Die Pervertiertheit der ersten Alternative ist offensichtlich: Es gibt keine überschüssige Nahrungsmittelproduktion auf der Welt. Wer Biokraftstoffe auf Flächen anbauen will, die zuvor der Nahrungsmittelproduktion dienten, muss einräumen, dass sich dadurch die Lebensmittelpreise erhöhen werden, was den Ärmsten der Armen schaden würde.

Auf ähnliche Weise würde der An- bau von Biokraftstoff auf Flächen, die andernfalls für die Produktion nachhaltiger Baumaterialien verwendet würden, die Preise für diese Materialien erhöhen und ihre Ersetzung durch nicht nachhaltige Materialien wie Beton und Stahl fördern. Dies mag im Hinblick auf ethische und sozialpolitische Aspekte einwandfrei sein, doch würde es gewiss nicht zum Umweltschutz beitragen. Holz speichert durch die Photosynthese Kohlenstoff. Je größer der Bestand an Holz auf der Erde ist, in Form von lebenden Bäumen oder von Baumaterialien aus Holz in Gebäuden, desto weniger CO2 befindet sich in der Atmosphäre und desto kühler bleibt die Erde. Wenn man also Wälder reduziert, um Land für die Produktion von Biokraftstoff zu gewinnen, beschleunigt man dadurch die Erderwärmung, da Biokraftstoff - pflanzen wesentlich weniger Kohlenstoff speichern als Bäume.

Selbstverständlich könnte sich neben dem negativen Speichereffekt eine positive Wirkung auf das Weltklima ergeben, wenn die Biokraftstoffe die fossilen Brennstoffe bei Verbrennungsvorgängen ersetzen. Doch setzt dies voraus, dass die Ölscheichs weniger Öl fördern, weil es mehr Biokraftstoff gibt. Wenn sie dies nicht tun, verliert sich der positive Effekt. Die Weltmarktpreise für fossile Brennstoffe werden einfach niedriger, als sie es andernfalls wären, so dass der Verbrauch von fossilen Brennstoffen und Biokraftstoff durch die zusätzliche Produktion von Biokraftstoff steigt.

Eine Fläche wie Irland

Die verbleibende Alternative lautet, Flächen zu nutzen, die zuvor noch nicht kommerziell genutzt wurden. Doch sind diese Flächen normalerweise bewaldet. Die Ersetzung von Wäldern durch Mais, Raps und anderen Ölsaatanbau verringert den Bestand an Biomasse und führt ebenso zu einer Erhöhung der Konzentration von CO2 in der Atmosphäre. Brasilien hat für die Produktion von Bioethanol, die den Generalsekretär beeindruckt hat, riesige Gebiete seines Urwalds abgeholzt. Damit hat das Land der Bekämpfung des Klimawandels einen Bärendienst erwiesen.
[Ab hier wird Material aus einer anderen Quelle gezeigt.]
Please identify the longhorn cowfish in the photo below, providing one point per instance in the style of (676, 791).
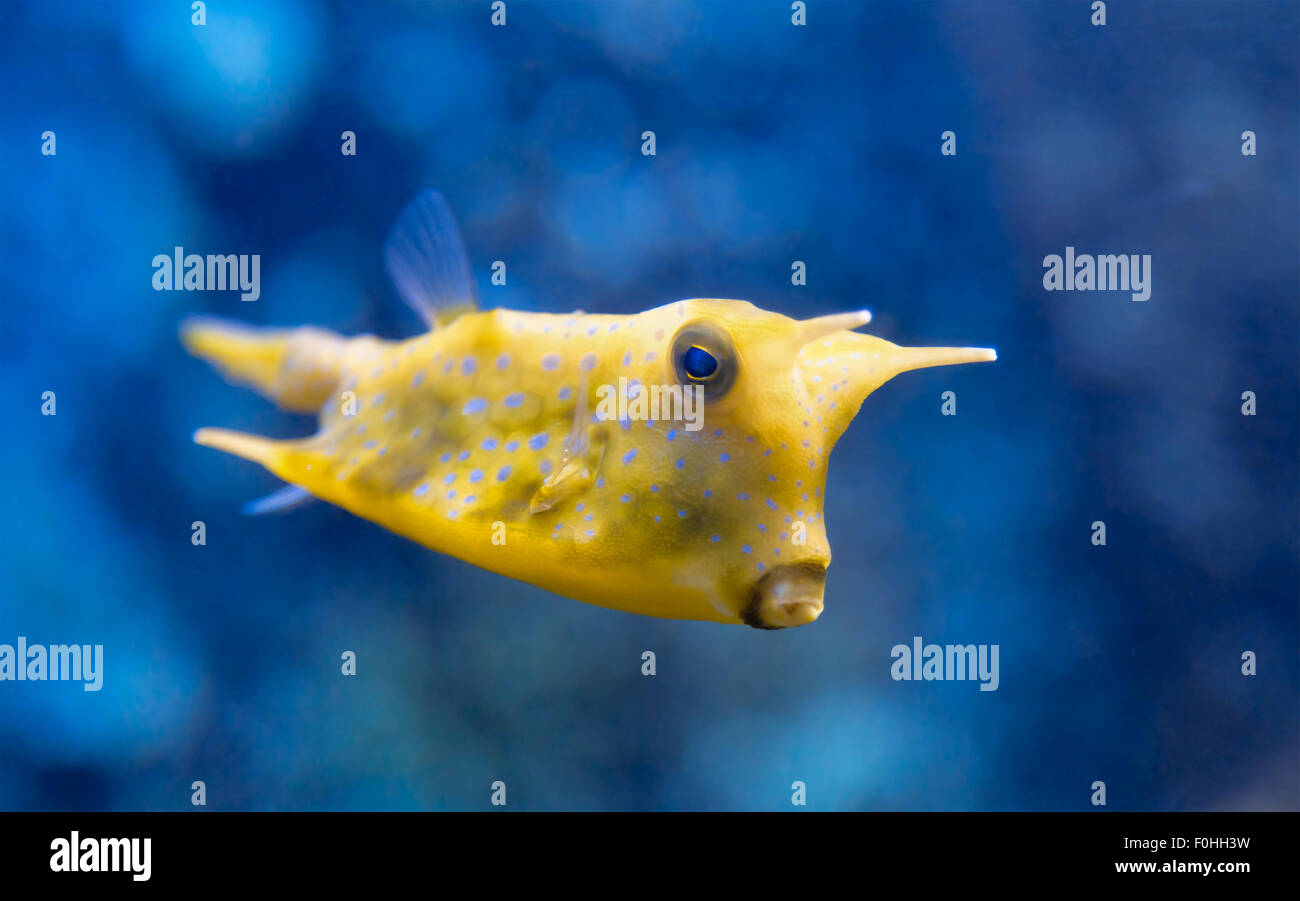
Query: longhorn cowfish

Tatsächlich verliert die Welt jedes Jahr Waldgebiete von der Größe Irlands. Die Wirkung auf die Atmosphäre entspricht 18 des jährlichen CO2-Ausstoßes, mehr als die Emissionen des gesamten Beförderungssektors der Welt. Die Entwaldung muss umgekehrt werden, nicht beschleunigt.

Nur aus Abfall

Die Nutzung von Flächen in jeglicher Form zur Produktion von Biokraftstoff ist nicht sinnvoll. Im Hinblick auf die Umwelt- und Sozialpolitik ist lediglich die Produktion von Biokraftstoff ohne die Nutzung von zusätzlichem Land vertretbar. Das würde bedeuten, landwirtschaftlichen und anderen Abfall zu verwenden, der sonst verrotten und nahezu gleiche Mengen von CO2 und Methan und sogar noch gefährlicherem Treibhausgas produzieren würde.
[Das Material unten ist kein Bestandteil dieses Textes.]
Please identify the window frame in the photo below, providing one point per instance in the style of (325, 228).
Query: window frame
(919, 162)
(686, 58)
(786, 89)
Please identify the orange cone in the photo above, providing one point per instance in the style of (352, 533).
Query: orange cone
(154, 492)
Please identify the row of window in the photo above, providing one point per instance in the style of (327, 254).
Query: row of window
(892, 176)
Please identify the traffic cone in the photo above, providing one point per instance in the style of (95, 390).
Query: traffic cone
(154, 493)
Diese Option sollte unterstützt werden. Doch muss die offizielle Förderung für die Produktion von Biokraftstoff auf Flächen, die zu anderen Zwecken genutzt worden wären, eingestellt werden.

Hans-Werner Sinn ist Professor für Nationalökonomie und Finanzwissenschaft an der Universität München und Präsident des Ifo-Instituts.